ΔS−1, ΔSo, ΔS * 1 + ΔS. 2...
are calculated and supplied to the register 5 as tap gains to be set to each tap of the transversal filter constituting the ghost generation circuit 2.

The base point determining unit 12 determines the timing shift Δt between the center P0 and the base point 50 when determining the base point in the ghost waveform.
Similarly, when determining the base point of the reference waveform, the timing shift Δt' between the center and the base point is calculated. The base point determination unit 12 calculates the difference between the discrete delay time approximated by an integral multiple of the sampling period and the actual continuous delay time τ, that is, the timing shift, by adding up the timing shifts for each of the base points. (Δt+Δt') is calculated. The base point determination unit 12 determines the timing deviation (Δt+
By controlling the delay amount of the variable delay circuit 6 by a time corresponding to Δt''), a delay time corresponding to the timing shift is added to the output of the pseudo-ghost generation circuit 2.

Therefore, a ghost created by the pseudo ghost generation circuit 2 as having a discrete delay time of an integral multiple of the sampling period is added with a delay time corresponding to the deviation in the variable delay circuit 6, and becomes the actual continuous delay time. The resulting ghost signal is supplied to the adder 4 as a ghost, and is superimposed on the television signal. As a result, the ghost in the television signal is completely canceled out and removed by the pseudo ghost.

Above, the configuration in which the double-delay circuit is installed after the pseudo-ghost generation circuit 2 has been illustrated, but it may also be installed before the pseudo-ghost generation circuit 2.
stomach. Further, by installing a variable delay circuit before or after the delay circuit 3, it is possible to have a configuration in which the timing on the vision signal side rather than on the pseudo ghost side can be varied.
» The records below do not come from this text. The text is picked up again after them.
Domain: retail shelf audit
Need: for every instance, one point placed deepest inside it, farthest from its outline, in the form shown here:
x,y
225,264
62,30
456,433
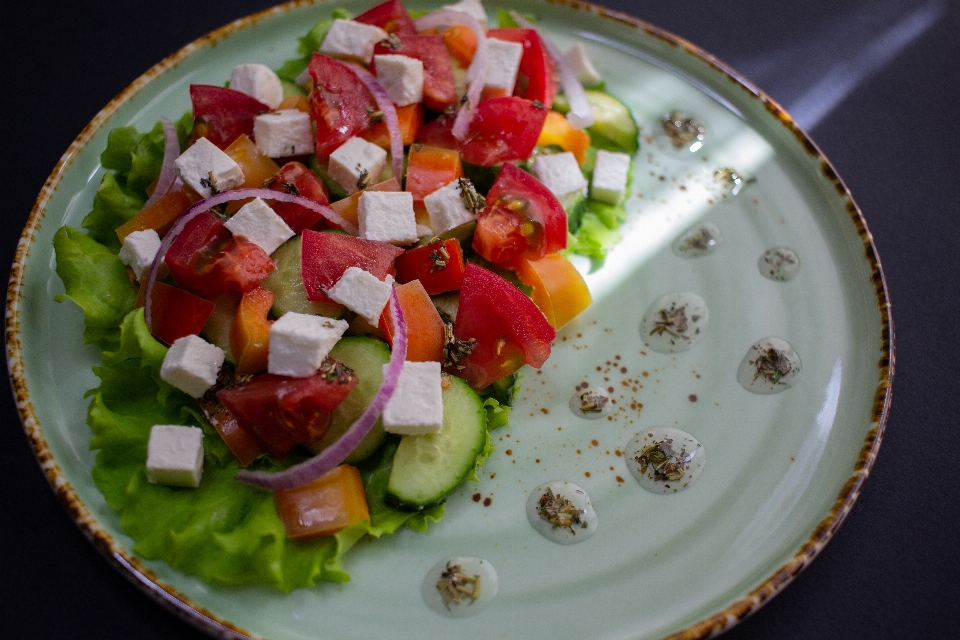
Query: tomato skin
x,y
283,411
325,256
503,130
341,104
439,88
508,328
416,264
225,112
537,76
294,177
391,16
206,259
522,219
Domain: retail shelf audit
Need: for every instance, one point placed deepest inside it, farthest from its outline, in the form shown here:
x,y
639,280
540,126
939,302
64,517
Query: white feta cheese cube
x,y
560,173
192,365
446,208
299,342
581,65
207,169
401,77
175,455
258,81
503,63
139,249
355,162
280,134
260,224
610,176
416,406
352,40
387,216
362,292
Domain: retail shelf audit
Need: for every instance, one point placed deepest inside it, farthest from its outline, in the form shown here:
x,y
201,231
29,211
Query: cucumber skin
x,y
416,484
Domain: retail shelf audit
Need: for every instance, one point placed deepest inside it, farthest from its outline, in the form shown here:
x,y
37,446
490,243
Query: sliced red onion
x,y
228,196
171,150
581,115
389,110
476,74
325,461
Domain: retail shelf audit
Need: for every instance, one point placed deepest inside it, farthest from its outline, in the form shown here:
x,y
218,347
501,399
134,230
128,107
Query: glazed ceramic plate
x,y
781,470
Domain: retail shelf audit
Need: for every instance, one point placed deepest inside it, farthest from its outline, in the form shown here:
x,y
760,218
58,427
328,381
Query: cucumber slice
x,y
287,285
366,356
427,468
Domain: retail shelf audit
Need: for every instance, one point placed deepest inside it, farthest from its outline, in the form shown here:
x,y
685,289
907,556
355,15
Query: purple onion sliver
x,y
331,457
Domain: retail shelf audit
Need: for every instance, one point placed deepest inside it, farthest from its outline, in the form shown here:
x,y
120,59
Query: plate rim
x,y
132,568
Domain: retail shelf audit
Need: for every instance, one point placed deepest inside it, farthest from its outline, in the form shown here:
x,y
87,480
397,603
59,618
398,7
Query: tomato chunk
x,y
325,256
507,328
224,113
325,506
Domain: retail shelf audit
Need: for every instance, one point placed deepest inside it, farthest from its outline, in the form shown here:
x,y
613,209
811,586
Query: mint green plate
x,y
782,470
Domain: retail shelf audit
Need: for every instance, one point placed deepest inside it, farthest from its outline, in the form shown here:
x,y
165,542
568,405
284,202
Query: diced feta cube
x,y
503,63
356,162
207,169
192,365
352,40
280,134
139,249
258,81
299,342
401,77
560,173
416,406
387,216
610,176
472,7
260,224
362,292
175,455
581,65
447,209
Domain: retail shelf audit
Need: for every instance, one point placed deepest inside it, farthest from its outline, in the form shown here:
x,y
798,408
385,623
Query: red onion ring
x,y
227,196
325,461
476,73
581,115
171,149
389,110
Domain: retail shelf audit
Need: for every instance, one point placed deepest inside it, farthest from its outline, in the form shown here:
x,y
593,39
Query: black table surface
x,y
876,83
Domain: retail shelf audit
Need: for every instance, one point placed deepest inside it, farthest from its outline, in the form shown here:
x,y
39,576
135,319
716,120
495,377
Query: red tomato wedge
x,y
522,218
325,256
507,328
391,16
206,259
296,178
323,507
225,113
537,77
283,411
341,104
503,130
439,89
438,266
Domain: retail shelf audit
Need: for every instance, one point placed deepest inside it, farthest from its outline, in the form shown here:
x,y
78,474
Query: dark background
x,y
877,86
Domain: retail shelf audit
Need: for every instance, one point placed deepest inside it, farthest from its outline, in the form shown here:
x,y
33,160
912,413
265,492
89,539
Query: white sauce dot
x,y
579,500
683,449
482,579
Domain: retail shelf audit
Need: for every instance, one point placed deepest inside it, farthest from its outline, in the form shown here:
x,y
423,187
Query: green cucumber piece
x,y
366,356
427,468
286,284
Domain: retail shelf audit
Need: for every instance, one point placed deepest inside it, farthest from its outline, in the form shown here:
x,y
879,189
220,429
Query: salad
x,y
315,292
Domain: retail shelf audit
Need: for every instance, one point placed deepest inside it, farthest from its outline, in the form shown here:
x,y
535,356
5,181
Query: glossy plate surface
x,y
782,470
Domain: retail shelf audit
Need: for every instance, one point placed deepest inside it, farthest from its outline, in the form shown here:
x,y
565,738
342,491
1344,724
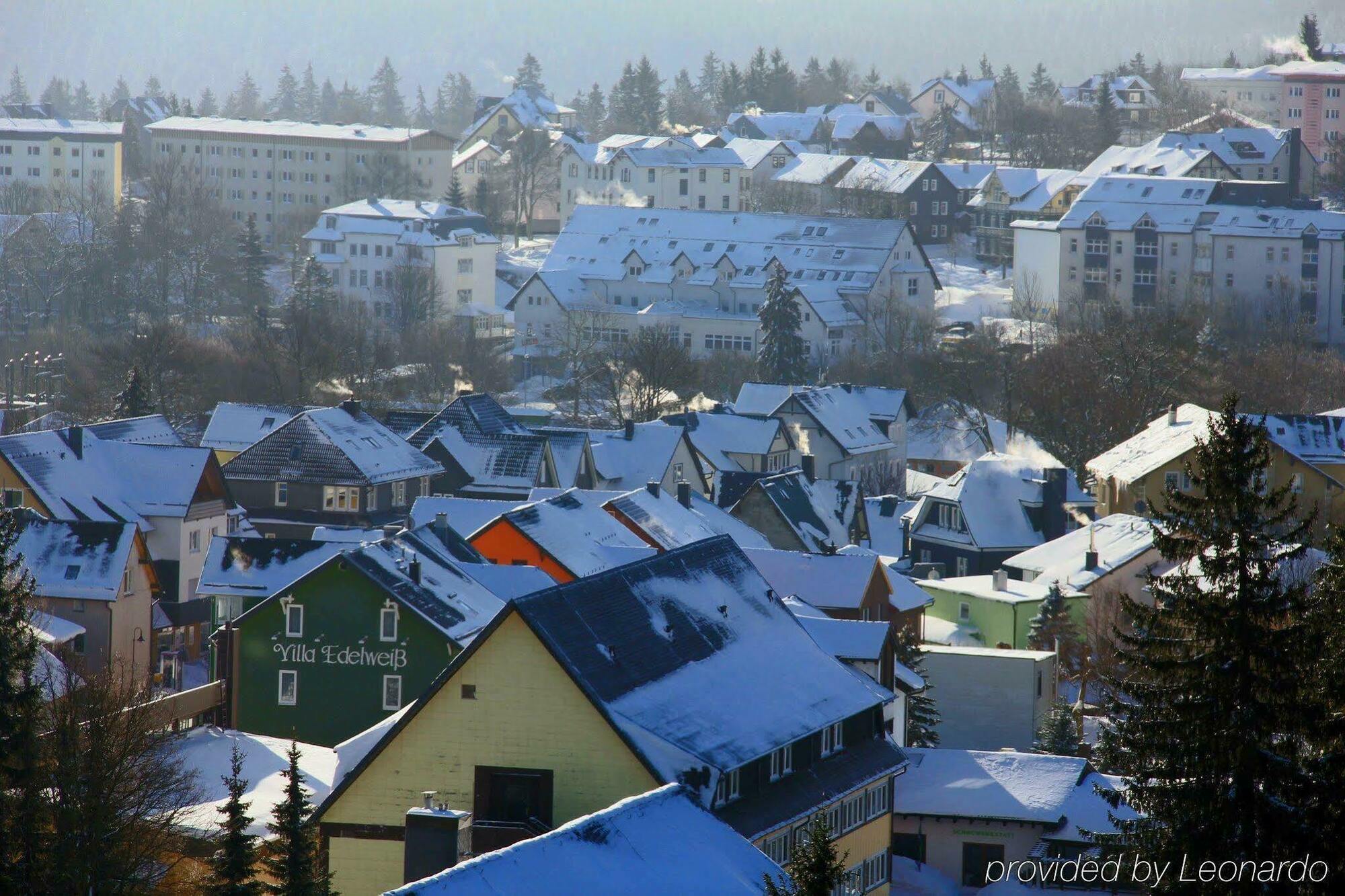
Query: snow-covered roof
x,y
973,93
831,259
76,474
492,446
720,436
76,559
572,532
999,497
625,463
53,630
531,107
1003,786
654,641
332,446
67,128
753,151
824,580
1118,540
966,175
1157,444
1013,592
777,126
237,425
666,522
282,128
208,751
661,842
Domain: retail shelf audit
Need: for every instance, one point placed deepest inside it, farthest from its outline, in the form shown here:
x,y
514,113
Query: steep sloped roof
x,y
653,642
236,425
572,532
332,446
661,842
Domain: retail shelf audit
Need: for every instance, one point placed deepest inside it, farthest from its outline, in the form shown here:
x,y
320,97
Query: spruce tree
x,y
21,700
529,73
1052,626
233,864
1221,704
252,267
1108,128
814,866
922,712
385,100
134,400
294,861
1311,38
782,354
1059,732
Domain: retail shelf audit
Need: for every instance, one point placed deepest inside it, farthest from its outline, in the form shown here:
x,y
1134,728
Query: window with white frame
x,y
294,620
392,692
289,690
782,762
728,787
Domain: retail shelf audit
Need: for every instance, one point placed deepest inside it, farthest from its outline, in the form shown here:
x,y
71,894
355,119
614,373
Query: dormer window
x,y
728,787
833,740
782,762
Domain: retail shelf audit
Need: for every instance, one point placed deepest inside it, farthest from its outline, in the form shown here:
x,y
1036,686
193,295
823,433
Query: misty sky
x,y
196,44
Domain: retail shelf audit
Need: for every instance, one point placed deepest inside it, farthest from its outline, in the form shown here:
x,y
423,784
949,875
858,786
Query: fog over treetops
x,y
193,45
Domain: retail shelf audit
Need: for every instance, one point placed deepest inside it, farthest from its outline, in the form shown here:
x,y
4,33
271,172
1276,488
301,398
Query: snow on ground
x,y
972,290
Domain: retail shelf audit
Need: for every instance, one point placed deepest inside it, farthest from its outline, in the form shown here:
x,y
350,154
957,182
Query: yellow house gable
x,y
524,712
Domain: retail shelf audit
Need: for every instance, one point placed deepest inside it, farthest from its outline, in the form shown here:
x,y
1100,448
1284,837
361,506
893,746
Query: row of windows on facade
x,y
346,498
286,155
98,153
289,690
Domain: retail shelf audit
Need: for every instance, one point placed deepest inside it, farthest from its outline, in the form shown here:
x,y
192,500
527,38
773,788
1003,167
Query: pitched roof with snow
x,y
1118,540
494,448
719,436
653,642
661,842
666,522
208,751
107,481
332,446
237,425
822,513
572,532
999,497
1039,788
76,559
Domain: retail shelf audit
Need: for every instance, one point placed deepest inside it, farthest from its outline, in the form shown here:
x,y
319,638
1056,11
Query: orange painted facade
x,y
504,544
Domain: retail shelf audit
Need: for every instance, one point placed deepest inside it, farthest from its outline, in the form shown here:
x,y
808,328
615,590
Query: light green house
x,y
997,607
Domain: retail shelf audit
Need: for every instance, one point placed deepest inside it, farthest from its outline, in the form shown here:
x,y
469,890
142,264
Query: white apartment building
x,y
1309,96
654,173
75,163
1136,240
287,171
365,244
703,275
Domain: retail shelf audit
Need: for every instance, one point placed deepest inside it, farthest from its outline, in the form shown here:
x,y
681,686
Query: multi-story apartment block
x,y
1296,95
654,173
1135,240
73,163
703,275
1229,154
1013,194
372,247
287,171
Effects of the Invention As explained in detail above, the ghost removal device of the present invention generates a signal having a discrete delay time of an integral multiple of the sampling period from a reference waveform using a transversal filter and superimposes it on a television signal. The configuration is such that a delay time corresponding to the timing shift between the sampling point of the digital tap gain control section and the base point is added to the pseudo ghost component or this television signal.
The effect is that good ghost removal characteristics can be achieved without significantly shortening the sampling period.

[Brief explanation of the drawing]

FIG. 1 is a block diagram showing the configuration of a ghost removing device according to an embodiment of the present invention, FIG. 2 is a waveform diagram for explaining the present invention in detail, and FIGS. 3 and 4 are conventional ghost removing devices. FIG. 5 is a waveform diagram for explaining the operating principle of a general ghost removal device. ■...Input terminal, 1...Tap gain control circuit, 2...
...Pseudo-ghost generation circuit, 3...Delay circuit, 4...
・Adder, 5...Register, 6...Variable delay circuit,
11... A/D converter, 12... Base point determination unit, 13
...Memory, 14...Difference calculating section, O...Output terminal. Patent applicant: NEC Home Electronics Co., Ltd. (1 other person)

Claims (1)

[Scope of Claims] A variable tap gain transversal filter that generates a pseudo-ghost having a discrete delay time that is an integral multiple of a predetermined sampling period to simulate a ghost contained in a television signal; A digital tap gain control section that controls the tap gain set in the variable tap gain transversal filter based on the ghost included in the signal, and a timing difference between the sampling point and the base point in this digital tap gain control section. a variable delay circuit that adds a delay time to the pseudo ghost or television signal.